But in an era of dragnet surveillance and meta-data analysis [1] they're not
very useful.

Unless you're calling varying phones, at varying places, from varying places,
at varying times, all with no discernible pattern or schedule -- it would be
easy enough for them to identify a network of burners and determine which ones
belong to which individuals on the network based on that meta-data. And if
anyone in the network carried or used a 'real' phone alongside the burner, it
would only get easier.

And you can Google search on the news wires to see how well people do at this
game, even when they _know_ their lives are literally on the line and thus
devote a significant portion of their effort toward it.

[1] Done well-enough to be confident-enough to lob hellfire missiles at SIM
cards in not-quite-friendly countries...

------
grifpete
What about the 'second operating system?' The baseband software?
[http://www.osnews.com/story/27416/The_second_operating_syste...](http://www.osnews.com/story/27416/The_second_operating_system_hiding_in_every_mobile_phone)

------
csmatt
Does it protect against this
[http://abcnews.go.com/blogs/headlines/2006/12/can_you_hear_m...](http://abcnews.go.com/blogs/headlines/2006/12/can_you_hear_me/)
?

------
ptaffs
It seems like just avoiding mainstream popular services is enough to regain a
lot of privacy, if the agencies look no further than Verizon, Google, Twitter,
Facebook. They know exactly what my parents activities are.

------
badman_ting
"Select 3rd party apps". Now there's a crazy idea -- what if the maker of the
device vetted the apps that run on the device?

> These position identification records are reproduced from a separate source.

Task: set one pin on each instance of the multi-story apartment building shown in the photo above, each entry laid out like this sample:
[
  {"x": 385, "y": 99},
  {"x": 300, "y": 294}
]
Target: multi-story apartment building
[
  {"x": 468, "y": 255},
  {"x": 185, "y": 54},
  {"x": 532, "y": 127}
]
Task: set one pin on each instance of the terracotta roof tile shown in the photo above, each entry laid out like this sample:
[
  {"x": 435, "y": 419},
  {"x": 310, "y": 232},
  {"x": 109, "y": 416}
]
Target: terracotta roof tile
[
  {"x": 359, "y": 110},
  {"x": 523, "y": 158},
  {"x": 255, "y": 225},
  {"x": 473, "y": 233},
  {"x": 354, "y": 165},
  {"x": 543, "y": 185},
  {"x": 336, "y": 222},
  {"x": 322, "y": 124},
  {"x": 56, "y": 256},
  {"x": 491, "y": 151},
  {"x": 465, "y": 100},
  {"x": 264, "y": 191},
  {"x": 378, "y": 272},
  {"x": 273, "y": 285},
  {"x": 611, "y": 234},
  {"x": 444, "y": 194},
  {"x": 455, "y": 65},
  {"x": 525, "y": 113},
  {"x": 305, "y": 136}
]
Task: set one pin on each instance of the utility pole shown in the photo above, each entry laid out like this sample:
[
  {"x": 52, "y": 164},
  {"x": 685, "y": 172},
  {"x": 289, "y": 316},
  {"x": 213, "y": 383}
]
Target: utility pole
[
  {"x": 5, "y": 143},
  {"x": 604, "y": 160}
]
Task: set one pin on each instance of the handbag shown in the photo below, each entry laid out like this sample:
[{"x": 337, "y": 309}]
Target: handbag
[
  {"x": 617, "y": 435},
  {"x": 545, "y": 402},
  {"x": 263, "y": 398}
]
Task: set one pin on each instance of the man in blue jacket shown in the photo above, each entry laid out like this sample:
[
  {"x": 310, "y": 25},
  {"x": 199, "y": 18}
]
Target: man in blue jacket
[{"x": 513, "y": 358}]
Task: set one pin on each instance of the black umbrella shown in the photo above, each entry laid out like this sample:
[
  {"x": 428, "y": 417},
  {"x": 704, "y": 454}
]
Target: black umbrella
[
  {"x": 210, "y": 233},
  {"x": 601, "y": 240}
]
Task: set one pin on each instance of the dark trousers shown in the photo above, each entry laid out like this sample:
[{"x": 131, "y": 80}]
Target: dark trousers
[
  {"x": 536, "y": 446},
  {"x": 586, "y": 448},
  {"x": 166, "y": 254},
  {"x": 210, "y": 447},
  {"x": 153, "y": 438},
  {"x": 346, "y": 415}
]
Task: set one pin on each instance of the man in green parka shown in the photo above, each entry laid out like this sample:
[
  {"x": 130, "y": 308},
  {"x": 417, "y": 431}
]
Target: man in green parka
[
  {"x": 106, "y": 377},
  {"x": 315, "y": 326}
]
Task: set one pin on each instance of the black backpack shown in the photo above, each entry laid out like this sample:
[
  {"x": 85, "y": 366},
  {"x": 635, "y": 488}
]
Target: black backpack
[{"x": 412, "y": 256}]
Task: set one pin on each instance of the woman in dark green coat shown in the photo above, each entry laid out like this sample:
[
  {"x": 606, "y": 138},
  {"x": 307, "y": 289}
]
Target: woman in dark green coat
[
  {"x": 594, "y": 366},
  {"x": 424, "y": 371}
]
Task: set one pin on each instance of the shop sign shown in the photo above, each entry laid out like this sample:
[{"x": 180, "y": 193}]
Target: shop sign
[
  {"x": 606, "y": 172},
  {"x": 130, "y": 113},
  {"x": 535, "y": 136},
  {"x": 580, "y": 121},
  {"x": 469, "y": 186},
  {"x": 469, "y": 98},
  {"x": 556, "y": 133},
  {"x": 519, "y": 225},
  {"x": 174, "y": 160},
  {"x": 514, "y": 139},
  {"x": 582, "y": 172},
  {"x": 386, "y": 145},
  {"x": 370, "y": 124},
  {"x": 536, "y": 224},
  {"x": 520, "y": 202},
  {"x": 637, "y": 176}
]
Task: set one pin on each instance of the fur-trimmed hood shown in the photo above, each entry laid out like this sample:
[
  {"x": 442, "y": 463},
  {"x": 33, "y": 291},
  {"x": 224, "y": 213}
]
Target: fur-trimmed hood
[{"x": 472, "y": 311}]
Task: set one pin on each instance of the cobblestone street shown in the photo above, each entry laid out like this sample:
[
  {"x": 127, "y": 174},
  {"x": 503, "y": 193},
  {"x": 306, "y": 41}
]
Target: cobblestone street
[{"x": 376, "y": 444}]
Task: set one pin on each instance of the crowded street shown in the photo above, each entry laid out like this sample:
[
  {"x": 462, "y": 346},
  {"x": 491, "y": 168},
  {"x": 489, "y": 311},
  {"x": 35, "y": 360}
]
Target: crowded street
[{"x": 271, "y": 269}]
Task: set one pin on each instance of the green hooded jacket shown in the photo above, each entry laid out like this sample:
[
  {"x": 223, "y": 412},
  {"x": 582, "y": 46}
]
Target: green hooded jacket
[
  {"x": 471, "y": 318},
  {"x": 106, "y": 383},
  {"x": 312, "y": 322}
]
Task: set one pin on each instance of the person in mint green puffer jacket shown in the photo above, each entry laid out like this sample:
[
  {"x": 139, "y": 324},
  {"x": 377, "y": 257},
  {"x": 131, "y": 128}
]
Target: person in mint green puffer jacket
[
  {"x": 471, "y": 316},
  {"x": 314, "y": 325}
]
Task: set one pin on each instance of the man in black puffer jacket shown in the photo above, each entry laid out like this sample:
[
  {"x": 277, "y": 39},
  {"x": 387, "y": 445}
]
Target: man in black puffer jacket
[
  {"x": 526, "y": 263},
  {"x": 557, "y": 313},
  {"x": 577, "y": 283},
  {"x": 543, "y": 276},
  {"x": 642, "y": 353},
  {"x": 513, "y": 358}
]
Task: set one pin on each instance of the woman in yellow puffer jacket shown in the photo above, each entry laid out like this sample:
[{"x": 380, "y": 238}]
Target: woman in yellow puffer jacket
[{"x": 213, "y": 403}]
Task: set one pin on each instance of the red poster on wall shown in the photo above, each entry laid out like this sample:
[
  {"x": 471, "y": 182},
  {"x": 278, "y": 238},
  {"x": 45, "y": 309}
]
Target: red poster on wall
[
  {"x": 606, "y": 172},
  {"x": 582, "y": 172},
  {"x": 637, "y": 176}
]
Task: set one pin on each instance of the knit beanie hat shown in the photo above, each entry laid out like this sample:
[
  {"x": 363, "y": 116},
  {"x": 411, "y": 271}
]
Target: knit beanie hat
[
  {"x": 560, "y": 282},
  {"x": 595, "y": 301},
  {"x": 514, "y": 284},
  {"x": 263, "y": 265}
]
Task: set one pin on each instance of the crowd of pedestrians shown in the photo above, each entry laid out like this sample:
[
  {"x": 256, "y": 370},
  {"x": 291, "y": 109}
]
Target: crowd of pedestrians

Crazy idea. It just might work.

------
Ihmahr
WHY use a vpn when you can already use Tor on android?

------
rickisen
So is this PrivatOS open source, or irrelevant?

------
Navarr
Hardware android buttons? What is this, 2010?

------
sigsergv
Nope, it's still there.

------
rimantas
That "unique combination" does not assure me but reminds of the curse "may you
live in interesting times".

------
01Michael10
Gee, you think being on Blackphone's mailing list I would like maybe get an
email that it's available.

Edit: Ha! I just received the email...